In 2014, Singh and colleagues proposed new guidelines for assigning the primary site of HGSC intended as an evolutionary change based on current understanding of the state of the science. Their intent was to build on the 2014 FIGO staging revision, which unified staging but did not unify nomenclature under an umbrella term (eg, pelvic serous carcinoma ) or provide specific guidance for primary site assignment. Indeed, there were numerous examples in which, depending on philosophy, different pathologists might assign the same clinical case as tubal, ovarian, primary peritoneal, tubo-ovarian, or undesignated in the new system. To avoid giving different diagnostic labels to the same disease in different centers, Singh et al. made a number of recommendations, offering a standard and systematic approach based on current knowledge. Among the most important recommendations was that the fallopian tubes should be sampled by a SEE-FIM–like protocol in all cases of HGSC and that any cases with STIC should be classified as tubal carcinoma.
The following year, this same group published an assessment of their system for primary site assignment in HGSC of the fallopian tube, ovary, and peritoneum. They retrospectively assessed 151 HGSC (both chemonaive and postneoadjuvant chemotherapy) of which 68% of cases were previously considered ovarian primaries. Using the new guidelines, they rendered a revised diagnosis of fallopian tube primary in 74% of cases. In a prospective cohort of 111 HGSC cases, a majority of which were advanced stage, they classified 79% as fallopian tube primaries and only 14% as ovarian primaries. There were fewer cases of primary FTCs diagnosed after neoadjuvant chemotherapy and more diagnosed as primary peritoneal or undetermined potentially resulting from regression of small lesions in the fallopian tube. In chemonaive cases, ovarian involvement was bilateral in 62% of cases, but fallopian tube involvement was bilateral in only 16%, lending further evidence that ovarian disease is metastatic instead of primary. The proposed system combined with the revised FIGO staging system provided uniform and reproducible site assignment while classifying most HGSC as fallopian tube primaries.

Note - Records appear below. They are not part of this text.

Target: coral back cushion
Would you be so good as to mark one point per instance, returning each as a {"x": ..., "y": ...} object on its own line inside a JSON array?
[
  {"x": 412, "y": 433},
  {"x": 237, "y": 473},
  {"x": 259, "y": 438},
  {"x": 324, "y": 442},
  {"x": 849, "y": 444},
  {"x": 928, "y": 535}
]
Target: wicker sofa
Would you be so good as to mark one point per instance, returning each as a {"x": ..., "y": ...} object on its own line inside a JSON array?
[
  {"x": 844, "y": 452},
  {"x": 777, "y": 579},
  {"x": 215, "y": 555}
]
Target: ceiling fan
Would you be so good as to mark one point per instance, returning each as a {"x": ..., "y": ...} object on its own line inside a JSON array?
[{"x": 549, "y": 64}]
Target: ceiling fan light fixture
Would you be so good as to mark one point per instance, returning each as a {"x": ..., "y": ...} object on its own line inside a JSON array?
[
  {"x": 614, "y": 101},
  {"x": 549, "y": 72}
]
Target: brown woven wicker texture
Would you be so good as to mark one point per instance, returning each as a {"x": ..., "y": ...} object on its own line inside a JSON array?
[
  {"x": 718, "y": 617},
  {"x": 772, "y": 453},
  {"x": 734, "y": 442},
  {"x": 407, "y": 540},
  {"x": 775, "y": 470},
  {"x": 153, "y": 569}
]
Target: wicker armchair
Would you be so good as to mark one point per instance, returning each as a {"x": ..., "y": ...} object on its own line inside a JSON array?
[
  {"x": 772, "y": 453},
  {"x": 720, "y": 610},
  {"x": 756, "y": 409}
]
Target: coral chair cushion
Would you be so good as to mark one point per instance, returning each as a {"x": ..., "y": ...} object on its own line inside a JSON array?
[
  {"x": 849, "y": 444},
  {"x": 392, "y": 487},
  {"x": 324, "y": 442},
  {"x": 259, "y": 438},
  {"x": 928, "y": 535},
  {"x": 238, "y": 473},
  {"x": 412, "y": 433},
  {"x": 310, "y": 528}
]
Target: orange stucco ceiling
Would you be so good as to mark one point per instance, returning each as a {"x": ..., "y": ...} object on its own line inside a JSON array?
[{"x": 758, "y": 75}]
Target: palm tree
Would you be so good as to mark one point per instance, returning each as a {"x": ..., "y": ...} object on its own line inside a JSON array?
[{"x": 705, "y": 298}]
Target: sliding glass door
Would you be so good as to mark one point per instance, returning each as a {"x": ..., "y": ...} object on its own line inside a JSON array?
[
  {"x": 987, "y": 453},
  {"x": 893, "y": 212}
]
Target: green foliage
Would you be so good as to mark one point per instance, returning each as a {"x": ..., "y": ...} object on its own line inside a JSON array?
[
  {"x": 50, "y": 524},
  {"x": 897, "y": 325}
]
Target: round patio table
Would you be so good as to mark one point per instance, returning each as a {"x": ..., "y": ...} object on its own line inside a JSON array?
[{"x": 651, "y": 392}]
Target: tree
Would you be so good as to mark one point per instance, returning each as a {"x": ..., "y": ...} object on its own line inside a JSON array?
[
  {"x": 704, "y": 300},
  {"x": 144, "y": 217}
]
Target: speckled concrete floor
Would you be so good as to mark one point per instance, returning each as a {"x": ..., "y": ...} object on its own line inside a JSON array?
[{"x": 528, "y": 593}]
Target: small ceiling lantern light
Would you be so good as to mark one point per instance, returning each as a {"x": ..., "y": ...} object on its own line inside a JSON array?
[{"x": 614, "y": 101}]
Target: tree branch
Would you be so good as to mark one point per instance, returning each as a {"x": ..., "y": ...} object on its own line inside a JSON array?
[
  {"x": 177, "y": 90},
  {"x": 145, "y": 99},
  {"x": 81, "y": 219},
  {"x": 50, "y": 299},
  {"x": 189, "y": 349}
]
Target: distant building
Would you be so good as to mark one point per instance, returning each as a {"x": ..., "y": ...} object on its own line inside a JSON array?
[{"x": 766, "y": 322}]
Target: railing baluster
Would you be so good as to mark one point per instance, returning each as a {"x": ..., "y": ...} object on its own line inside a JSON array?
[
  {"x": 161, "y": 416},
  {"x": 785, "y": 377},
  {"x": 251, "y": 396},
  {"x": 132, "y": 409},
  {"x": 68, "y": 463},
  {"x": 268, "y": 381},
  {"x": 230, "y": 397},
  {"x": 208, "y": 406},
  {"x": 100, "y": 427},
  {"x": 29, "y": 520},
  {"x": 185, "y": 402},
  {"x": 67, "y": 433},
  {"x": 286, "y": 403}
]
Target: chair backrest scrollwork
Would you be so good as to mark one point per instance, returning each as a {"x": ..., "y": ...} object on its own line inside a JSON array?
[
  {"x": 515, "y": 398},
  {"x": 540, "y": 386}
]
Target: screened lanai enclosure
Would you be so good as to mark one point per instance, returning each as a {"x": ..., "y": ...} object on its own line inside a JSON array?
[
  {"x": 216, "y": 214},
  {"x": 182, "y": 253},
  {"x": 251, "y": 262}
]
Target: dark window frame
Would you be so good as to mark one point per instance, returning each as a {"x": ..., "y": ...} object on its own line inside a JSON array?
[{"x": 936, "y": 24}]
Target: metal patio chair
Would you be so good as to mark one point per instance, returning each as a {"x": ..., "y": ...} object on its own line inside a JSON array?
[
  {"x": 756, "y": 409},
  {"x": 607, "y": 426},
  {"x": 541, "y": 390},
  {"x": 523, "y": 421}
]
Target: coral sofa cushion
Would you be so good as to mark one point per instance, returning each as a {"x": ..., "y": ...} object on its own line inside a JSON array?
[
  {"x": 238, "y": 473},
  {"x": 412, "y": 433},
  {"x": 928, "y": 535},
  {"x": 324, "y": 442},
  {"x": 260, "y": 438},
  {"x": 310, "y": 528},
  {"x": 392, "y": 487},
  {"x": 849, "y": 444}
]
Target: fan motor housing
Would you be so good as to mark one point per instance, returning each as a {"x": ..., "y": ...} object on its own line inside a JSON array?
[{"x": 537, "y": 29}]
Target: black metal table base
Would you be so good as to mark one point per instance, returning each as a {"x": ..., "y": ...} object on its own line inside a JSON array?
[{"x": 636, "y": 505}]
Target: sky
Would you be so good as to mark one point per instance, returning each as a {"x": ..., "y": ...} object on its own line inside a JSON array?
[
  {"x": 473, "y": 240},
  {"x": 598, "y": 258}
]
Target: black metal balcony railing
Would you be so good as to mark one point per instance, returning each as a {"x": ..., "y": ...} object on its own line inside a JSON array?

Building on the above work, in 2015, the International Collaboration on Cancer Report (ICCR) published recommendations on the classification of peritoneal, ovarian, and fallopian tube carcinomas ( Fig. 13.1 ). In this algorithm, any case with STIC and associated cancer involving the ovary, fallopian tube, or peritoneum should be classified as fallopian tube primary with classification using conventional criteria only if they lack STIC. The recommendations also conveyed that failure to identify fallopian tube fimbriae implied overgrowth by a fallopian tube carcinoma, and therefore careful attention to identify a fallopian tube in cases of an adnexal mass is important for accurate classification. Aberrant staining of p53 and Mindbomb E3 Ubiquitin Protein Ligase 1 (MIB1) is often found in association with STIC and therefore may prove helpful in confirming the diagnostic presence of the preinvasive lesion in questionable cases.